We know that although California has a democratically controlled Senate and Assembly, there is still much damage that a Republican governor could do, as evidenced by the states of Florida and Texas.
We know that business is made with the Governor over the shutdowns during the pandemic, and a number of other decisions, but none of which justify a recall other than giving an excuse to those who don’t want to wait until next year’s scheduled election to try for that office.
We also know that those same people seeking a recall are counting on Blacks and Latinos, in particular, not bothering to vote in an off-year special election while Whites, many of whom are republicans, are expected to vote. As a matter of fact, those supporting the recall are counting on “us” not voting. This outcome is anticipated, even though there are more Democrats in California as registered voters than Republicans.
This week, ballots are being mailed out to each of the registered voters in the State of California and as of Monday, Aug. 16, 2021, it is now possible to go to the Register of Voters and vote in person. Of all the names on the ballot, the most important item is the first question: Should the Governor be recalled? “Yes or No”. A “No” vote eliminates the need to go further, unless one wants to consider one of the many candidates seeking the job.

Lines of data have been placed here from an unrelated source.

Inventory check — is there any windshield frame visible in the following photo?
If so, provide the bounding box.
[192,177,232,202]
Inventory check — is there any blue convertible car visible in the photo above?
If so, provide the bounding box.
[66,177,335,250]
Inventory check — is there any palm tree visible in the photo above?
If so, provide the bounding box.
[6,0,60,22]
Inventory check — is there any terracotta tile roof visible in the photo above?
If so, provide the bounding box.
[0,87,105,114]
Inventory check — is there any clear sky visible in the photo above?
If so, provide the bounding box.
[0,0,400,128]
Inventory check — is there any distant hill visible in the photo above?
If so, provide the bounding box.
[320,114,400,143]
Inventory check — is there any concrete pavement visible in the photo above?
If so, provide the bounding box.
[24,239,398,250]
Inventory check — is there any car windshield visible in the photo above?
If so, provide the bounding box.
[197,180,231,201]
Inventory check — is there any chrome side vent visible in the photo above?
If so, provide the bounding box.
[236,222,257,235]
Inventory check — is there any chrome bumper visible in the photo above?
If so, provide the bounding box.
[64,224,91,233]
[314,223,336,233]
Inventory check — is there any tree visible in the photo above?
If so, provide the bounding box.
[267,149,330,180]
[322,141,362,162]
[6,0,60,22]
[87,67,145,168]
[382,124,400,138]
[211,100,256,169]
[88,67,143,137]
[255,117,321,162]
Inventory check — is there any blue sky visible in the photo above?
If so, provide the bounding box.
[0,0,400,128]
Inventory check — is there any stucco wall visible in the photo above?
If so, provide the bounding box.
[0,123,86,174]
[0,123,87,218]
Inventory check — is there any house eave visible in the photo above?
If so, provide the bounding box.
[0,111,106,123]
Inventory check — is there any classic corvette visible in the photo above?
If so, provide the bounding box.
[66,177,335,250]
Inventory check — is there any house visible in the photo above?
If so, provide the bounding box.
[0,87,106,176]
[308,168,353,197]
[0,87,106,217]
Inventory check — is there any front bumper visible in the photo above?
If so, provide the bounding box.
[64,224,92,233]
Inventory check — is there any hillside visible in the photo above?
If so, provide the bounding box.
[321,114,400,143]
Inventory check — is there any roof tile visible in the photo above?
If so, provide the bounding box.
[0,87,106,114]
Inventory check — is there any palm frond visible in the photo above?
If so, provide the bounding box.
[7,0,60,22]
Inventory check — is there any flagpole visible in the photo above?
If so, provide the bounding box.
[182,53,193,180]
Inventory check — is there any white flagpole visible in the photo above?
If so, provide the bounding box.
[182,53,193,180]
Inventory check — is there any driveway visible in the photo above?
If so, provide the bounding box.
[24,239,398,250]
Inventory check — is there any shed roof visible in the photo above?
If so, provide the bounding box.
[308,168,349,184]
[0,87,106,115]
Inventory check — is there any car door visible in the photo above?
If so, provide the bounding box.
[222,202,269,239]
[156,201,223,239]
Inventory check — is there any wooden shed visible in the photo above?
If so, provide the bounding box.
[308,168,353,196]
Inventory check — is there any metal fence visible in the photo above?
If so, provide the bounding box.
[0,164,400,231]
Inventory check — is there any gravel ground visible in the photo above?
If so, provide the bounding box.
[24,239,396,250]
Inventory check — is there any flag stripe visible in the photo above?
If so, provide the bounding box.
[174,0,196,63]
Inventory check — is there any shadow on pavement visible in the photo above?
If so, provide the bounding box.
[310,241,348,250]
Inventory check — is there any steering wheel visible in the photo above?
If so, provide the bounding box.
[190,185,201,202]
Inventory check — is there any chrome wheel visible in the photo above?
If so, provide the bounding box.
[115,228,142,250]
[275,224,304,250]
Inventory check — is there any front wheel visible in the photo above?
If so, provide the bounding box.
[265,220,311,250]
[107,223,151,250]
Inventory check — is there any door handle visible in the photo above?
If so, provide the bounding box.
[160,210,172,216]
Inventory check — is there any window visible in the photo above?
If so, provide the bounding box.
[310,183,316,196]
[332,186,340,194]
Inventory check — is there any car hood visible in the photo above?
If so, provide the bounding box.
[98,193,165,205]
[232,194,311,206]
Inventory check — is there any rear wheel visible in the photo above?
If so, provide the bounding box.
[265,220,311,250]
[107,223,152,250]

For African Americans and Blacks, this is an opportunity to make a statement: Our votes matter. Every vote counts. We can influence, if not determine, the outcome of this recall and we should vote as if our very lives depend on it.
Let’s not be persuaded, because at least one of the candidates in Black; and don’t vote for the former mayor of San Diego just because you know his name. Remember, he was one of the Republicans supporting Donald Trump in the last election. And remember, those formerly incarcerated brothers and sisters now out of jail because they have served their time can now vote.
Yes, there is a lot more to this recall than meets the eyes. Let’s understand what’s at stake before we vote.